Officials say it is unclear whether funding will be available for tracing other possible sources of PCB contamination in the harbor once the Hugo Neu-Proler survey is complete. Even if such projects are funded, they would face serious challenges.

For instance, PCBs at many locations in the harbor are intermingled in a confusing jumble or are too degraded chemically to identify with precision. Still, officials are hopeful that further PCB sleuthing could establish links between underwater pollution and onshore sources.

One possibility, for instance, would be to trace the origin of contamination that has apparently emanated from the Dominguez Channel. That would involve analyzing PCBs found in channel sediment and at polluted sites along the banks to see whether there is a connection.
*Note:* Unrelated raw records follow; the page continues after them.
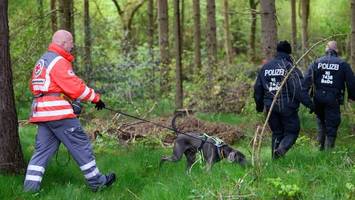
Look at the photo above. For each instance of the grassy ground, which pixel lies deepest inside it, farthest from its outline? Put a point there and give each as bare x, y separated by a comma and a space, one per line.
305, 173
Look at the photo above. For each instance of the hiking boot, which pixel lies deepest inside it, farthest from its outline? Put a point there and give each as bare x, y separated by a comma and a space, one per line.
279, 152
110, 179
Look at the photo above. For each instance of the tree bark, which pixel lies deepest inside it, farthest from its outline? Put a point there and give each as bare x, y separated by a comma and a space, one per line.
163, 19
268, 28
252, 51
304, 16
352, 34
54, 22
293, 26
87, 42
179, 90
11, 158
211, 41
197, 35
226, 30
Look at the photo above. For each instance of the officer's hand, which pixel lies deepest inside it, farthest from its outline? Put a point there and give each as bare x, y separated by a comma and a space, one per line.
311, 109
100, 105
259, 108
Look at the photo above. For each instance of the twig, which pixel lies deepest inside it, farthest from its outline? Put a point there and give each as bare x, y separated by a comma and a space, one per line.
135, 196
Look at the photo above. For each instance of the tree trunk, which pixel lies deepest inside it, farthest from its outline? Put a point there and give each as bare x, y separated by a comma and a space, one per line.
211, 42
226, 30
11, 158
87, 42
293, 26
304, 16
353, 34
163, 24
54, 23
252, 51
150, 30
151, 27
268, 28
67, 17
197, 35
179, 90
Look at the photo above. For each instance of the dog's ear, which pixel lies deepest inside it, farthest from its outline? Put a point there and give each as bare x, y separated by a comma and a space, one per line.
231, 156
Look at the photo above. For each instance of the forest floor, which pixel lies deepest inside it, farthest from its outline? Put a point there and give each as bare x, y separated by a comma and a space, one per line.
305, 173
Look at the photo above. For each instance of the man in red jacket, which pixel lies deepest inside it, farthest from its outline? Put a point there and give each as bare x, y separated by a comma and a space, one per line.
52, 79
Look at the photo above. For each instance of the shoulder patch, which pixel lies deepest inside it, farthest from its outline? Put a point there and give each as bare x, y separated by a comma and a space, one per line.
39, 67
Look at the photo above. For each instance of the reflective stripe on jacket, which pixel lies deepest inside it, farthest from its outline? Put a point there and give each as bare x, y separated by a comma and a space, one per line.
53, 73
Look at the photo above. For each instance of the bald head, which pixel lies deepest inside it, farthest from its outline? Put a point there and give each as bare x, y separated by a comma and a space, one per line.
331, 45
63, 39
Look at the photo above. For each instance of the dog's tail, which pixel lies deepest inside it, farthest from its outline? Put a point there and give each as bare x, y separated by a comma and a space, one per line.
173, 122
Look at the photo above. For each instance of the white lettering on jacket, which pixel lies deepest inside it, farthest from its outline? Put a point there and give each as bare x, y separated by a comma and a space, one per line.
327, 66
274, 72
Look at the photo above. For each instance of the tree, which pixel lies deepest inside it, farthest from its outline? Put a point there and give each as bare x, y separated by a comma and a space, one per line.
54, 23
293, 26
67, 15
353, 34
211, 41
305, 16
163, 23
197, 35
11, 158
179, 90
268, 28
126, 17
253, 4
87, 42
226, 30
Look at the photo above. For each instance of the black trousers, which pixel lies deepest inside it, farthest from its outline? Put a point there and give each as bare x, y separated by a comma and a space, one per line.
285, 127
328, 117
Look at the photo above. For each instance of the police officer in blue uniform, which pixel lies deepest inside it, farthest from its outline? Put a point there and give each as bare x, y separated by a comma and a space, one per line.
284, 121
327, 76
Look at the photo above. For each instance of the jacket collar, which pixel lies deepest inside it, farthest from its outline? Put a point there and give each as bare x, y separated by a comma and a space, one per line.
59, 50
284, 56
331, 53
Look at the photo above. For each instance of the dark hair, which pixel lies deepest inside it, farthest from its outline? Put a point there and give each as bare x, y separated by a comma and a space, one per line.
284, 46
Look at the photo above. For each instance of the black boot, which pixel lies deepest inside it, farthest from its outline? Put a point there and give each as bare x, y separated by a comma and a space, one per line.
329, 143
321, 140
110, 179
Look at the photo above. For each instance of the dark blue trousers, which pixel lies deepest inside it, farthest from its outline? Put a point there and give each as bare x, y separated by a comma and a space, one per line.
285, 127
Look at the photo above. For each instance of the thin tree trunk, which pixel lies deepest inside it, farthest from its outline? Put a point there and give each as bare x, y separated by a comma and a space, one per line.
150, 30
353, 34
211, 42
268, 28
11, 158
252, 51
304, 16
87, 42
54, 23
197, 35
179, 90
293, 26
163, 19
226, 30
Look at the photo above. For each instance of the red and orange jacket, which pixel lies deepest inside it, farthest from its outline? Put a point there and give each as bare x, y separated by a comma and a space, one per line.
53, 77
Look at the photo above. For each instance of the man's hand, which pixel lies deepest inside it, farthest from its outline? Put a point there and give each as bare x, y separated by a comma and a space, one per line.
100, 105
311, 108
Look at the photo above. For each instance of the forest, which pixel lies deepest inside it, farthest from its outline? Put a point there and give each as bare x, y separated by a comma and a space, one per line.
152, 59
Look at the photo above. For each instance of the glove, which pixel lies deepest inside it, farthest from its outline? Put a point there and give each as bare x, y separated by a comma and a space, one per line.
311, 109
77, 107
100, 105
259, 108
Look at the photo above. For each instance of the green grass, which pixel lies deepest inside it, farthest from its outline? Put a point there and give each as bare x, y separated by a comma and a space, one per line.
306, 171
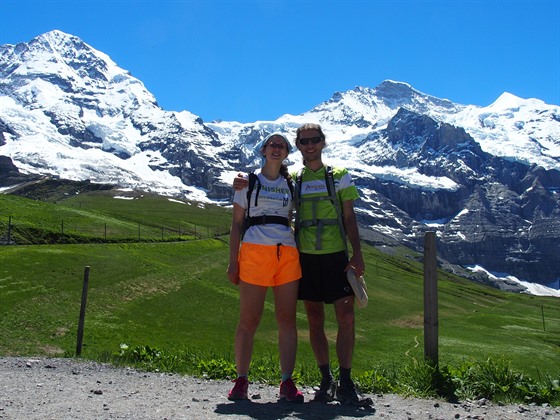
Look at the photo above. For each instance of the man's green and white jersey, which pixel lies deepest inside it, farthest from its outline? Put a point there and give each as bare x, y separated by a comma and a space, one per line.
314, 185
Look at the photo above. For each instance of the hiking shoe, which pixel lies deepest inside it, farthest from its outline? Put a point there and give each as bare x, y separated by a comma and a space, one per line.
239, 390
348, 394
289, 392
326, 391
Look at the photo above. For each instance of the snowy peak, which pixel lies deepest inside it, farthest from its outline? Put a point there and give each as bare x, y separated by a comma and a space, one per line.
57, 67
68, 111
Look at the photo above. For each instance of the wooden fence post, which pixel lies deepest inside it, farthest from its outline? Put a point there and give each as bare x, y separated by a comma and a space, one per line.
82, 313
430, 299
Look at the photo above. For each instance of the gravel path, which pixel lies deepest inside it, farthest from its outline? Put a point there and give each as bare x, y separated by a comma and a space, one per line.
43, 388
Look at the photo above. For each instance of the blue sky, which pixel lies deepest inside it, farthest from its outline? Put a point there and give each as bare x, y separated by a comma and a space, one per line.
257, 60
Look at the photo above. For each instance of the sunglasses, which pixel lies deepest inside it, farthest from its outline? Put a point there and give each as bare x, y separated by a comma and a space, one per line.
278, 146
313, 140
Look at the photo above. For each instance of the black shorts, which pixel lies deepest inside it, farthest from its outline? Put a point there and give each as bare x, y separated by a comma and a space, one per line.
323, 277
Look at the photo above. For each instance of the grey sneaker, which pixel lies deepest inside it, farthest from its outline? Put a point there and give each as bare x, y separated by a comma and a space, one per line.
326, 391
349, 394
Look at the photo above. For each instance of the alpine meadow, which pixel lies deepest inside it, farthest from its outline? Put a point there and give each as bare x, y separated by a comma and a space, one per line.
158, 295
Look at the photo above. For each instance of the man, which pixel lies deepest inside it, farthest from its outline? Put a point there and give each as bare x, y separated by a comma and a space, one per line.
324, 261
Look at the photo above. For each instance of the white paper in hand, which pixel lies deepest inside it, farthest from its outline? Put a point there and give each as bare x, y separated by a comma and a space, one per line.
359, 286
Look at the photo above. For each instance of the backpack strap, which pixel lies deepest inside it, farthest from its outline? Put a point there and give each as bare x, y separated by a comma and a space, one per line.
253, 180
329, 179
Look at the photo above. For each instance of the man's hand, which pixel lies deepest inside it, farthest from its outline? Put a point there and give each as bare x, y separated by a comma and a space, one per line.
357, 264
240, 182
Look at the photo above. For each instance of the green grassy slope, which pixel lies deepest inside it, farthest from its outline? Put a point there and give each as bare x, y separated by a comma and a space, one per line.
175, 295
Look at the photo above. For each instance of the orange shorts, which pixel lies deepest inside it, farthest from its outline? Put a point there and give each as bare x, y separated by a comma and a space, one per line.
268, 265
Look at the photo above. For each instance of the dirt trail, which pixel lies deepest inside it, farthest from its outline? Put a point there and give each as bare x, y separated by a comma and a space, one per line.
43, 388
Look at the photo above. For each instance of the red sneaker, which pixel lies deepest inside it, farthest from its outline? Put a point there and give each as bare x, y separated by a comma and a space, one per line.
239, 390
289, 392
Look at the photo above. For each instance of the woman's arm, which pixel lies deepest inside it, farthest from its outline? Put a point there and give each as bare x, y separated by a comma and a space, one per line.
234, 242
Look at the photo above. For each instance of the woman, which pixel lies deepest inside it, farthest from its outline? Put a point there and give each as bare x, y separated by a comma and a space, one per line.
268, 258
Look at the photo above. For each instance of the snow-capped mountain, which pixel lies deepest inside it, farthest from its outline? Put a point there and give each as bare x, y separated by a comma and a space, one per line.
487, 179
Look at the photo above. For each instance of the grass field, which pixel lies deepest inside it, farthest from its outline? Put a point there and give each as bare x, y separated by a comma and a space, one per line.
175, 296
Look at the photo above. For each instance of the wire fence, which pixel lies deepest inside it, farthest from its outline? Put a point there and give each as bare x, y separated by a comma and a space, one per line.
75, 230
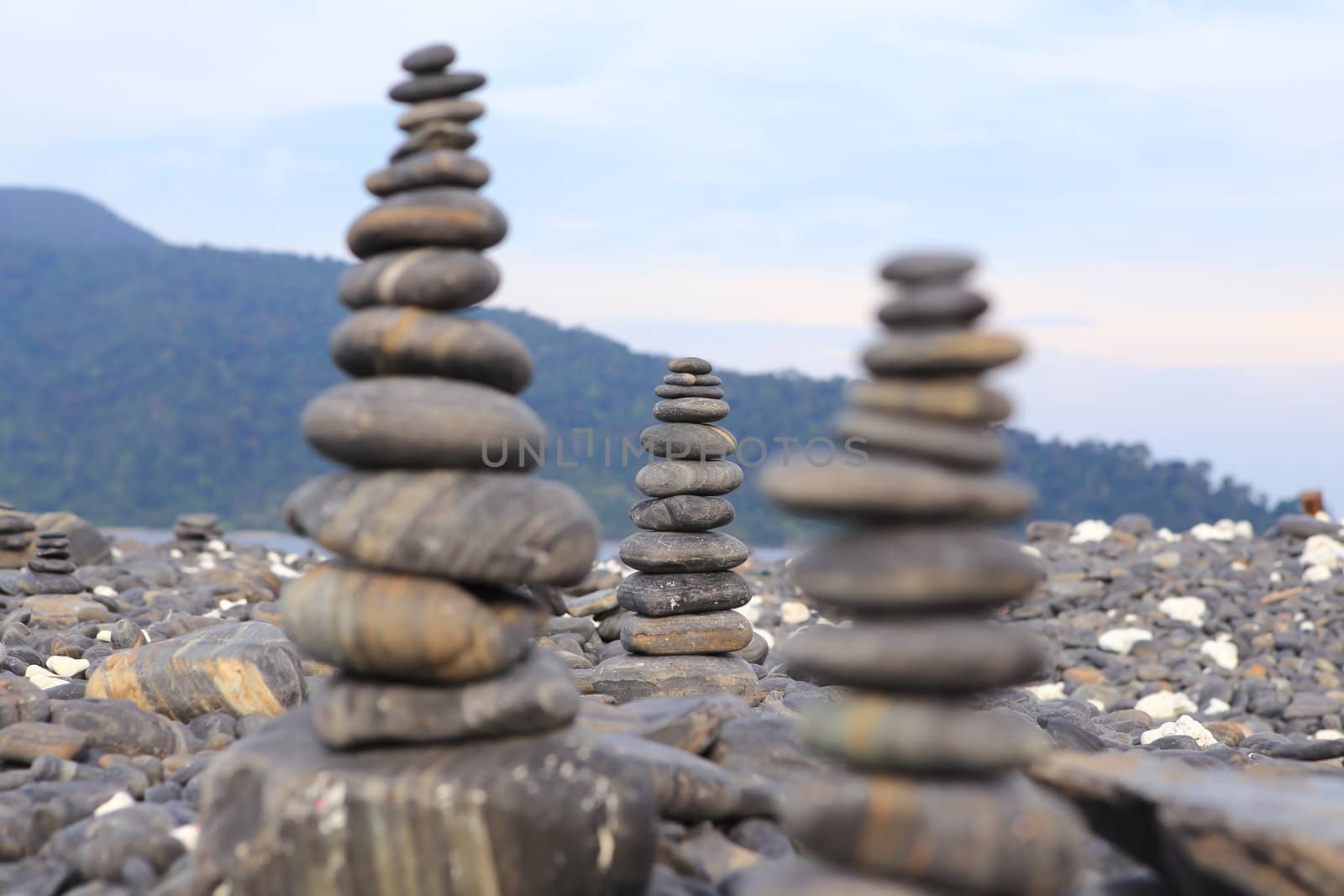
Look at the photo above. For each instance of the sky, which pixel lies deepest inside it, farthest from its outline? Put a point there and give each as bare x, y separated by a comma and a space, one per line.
1153, 187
Ghirelli said that even if a suspected polluter is no longer in business, solid evidence of a link between sediment contamination and an onshore facility would give the water board grounds to take regulatory action against the former operator.

Said Ghirelli: “We’d have the smoking gun.”

PCB LEVELS IN LOS ANGELES HARBOR

A study of PCB pollution levels in the sediment underlying Los Angeles Harbor turned up extremely high concentrations of the chemical off the Hugo Neu-Proler metal shredding facility on Terminal Island. High PCB levels were also detected in sediment near the former Todd Shipyards and in the Consolidated Slip/East Basin area.